Me detengo en este particular, porque películas así, que no cuentan con grandes campañas de promoción, se benefician del aprecio del público por el buen cine, mejor si es nacional. Claro, para poder verlas, con los ritmos de la vida moderna, es necesario que estén en la cartelera el tiempo necesario para que los menos habituados a ir al cine se enteren de que hay una película muy agradable. Es algo que en otros países no ocurre. En Francia, sí, y me parece envidiable.
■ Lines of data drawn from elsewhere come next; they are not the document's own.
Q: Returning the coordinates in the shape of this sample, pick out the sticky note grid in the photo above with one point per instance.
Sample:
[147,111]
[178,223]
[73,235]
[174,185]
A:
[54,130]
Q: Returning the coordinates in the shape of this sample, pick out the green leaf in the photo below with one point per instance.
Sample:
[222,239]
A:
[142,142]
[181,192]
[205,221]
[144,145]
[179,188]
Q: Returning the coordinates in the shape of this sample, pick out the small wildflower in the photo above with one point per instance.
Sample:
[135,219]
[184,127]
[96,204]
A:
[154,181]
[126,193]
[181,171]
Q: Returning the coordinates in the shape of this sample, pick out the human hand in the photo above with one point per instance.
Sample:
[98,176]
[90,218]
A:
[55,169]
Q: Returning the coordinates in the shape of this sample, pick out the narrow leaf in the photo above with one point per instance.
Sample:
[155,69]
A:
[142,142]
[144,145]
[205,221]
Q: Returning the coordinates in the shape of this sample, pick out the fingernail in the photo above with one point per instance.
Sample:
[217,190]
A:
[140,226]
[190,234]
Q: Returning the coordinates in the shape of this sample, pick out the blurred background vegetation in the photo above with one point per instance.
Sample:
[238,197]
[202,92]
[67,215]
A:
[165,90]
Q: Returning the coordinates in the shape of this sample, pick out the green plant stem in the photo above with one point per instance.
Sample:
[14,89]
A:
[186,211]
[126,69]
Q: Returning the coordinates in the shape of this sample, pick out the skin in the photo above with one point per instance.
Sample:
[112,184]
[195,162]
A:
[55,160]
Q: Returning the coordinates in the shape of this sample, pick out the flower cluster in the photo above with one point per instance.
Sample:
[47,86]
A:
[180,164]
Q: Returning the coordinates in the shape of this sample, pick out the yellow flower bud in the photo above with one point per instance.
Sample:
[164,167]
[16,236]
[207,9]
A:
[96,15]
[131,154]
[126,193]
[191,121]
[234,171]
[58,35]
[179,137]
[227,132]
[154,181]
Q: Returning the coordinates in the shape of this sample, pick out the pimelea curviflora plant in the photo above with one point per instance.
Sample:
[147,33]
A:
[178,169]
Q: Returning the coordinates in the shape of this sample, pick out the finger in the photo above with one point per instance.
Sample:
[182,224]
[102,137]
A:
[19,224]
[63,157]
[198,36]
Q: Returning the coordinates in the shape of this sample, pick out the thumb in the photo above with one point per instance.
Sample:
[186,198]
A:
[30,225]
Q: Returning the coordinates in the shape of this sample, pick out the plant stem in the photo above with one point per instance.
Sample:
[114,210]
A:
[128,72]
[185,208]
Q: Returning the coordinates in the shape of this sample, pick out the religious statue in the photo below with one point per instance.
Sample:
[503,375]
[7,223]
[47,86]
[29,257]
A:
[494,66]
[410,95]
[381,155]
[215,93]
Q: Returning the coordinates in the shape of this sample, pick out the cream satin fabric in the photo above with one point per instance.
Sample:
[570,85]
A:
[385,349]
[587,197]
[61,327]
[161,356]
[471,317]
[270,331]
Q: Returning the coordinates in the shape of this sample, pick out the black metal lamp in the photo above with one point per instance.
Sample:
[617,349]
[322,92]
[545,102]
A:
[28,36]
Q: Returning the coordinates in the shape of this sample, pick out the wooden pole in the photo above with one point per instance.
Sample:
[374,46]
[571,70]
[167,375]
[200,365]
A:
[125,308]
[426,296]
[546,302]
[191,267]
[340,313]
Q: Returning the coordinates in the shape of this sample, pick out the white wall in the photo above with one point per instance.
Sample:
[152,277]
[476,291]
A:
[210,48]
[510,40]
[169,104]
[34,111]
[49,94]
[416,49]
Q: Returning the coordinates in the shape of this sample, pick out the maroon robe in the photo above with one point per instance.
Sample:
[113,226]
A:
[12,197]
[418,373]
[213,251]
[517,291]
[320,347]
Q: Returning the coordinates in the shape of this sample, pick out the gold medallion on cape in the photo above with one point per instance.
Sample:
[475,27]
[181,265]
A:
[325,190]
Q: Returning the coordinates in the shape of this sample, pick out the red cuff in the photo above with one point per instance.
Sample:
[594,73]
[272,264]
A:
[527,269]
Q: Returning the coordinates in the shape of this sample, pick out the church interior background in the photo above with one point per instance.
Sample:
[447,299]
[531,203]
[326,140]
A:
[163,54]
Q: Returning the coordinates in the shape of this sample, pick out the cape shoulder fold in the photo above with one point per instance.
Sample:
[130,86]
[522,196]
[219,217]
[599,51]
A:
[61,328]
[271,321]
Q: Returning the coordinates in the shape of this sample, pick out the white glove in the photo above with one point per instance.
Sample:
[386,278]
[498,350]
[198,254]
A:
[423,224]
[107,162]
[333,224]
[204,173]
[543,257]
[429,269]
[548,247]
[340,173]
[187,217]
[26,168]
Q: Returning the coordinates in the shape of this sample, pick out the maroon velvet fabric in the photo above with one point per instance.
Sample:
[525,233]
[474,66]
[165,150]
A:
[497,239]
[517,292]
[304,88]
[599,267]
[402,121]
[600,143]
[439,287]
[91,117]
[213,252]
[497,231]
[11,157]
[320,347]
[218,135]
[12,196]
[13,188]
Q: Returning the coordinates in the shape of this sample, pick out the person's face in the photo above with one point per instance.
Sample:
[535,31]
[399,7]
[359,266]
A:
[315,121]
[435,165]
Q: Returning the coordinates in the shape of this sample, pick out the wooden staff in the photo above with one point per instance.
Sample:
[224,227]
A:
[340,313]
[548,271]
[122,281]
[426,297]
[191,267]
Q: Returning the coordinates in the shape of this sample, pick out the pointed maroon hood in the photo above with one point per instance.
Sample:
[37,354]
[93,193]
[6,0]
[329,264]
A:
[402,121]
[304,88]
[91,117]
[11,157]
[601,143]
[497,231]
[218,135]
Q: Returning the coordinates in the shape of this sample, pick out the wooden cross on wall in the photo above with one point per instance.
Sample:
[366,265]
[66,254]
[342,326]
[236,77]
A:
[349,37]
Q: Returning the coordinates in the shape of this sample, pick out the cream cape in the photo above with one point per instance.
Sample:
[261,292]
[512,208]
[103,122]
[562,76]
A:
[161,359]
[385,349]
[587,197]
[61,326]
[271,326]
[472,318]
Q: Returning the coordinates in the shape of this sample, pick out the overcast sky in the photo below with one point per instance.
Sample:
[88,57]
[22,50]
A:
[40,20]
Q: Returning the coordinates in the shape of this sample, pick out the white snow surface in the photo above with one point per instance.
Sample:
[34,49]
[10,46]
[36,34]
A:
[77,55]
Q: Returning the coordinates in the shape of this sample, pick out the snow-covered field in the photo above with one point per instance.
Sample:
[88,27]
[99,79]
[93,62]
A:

Hipócrates, la anterior película de Thomas Lilti, que fue médico antes que director de cine, contó con talento, simpatía y tensión la experiencia creíble de un joven médico en su primer año de residencia en un hospital parisino. Tuvo 800.000 espectadores en Francia.

En Un doctor en la campiña hay unos actores excelentes que leen con sabiduría unos personajes que son atractivos en su normalidad. El guion desarrolla muy bien la historia cercana, emotiva y llena del encanto de lo cotidiano. Heroísmo de diario, gente normal mirada con respeto y asombro ante el misterio de la bondad humana, siempre a vueltas con las limitaciones propias y ajenas. El cine, las artes, nunca son más grandes que cuando logran aquello que un poeta llamado Terrence Malick ha hecho realidad en su cine: que todas las cosas brillen. Por modestas que sean. Porque nada iguala el brillo de lo pequeño cuando el amor anda suelto.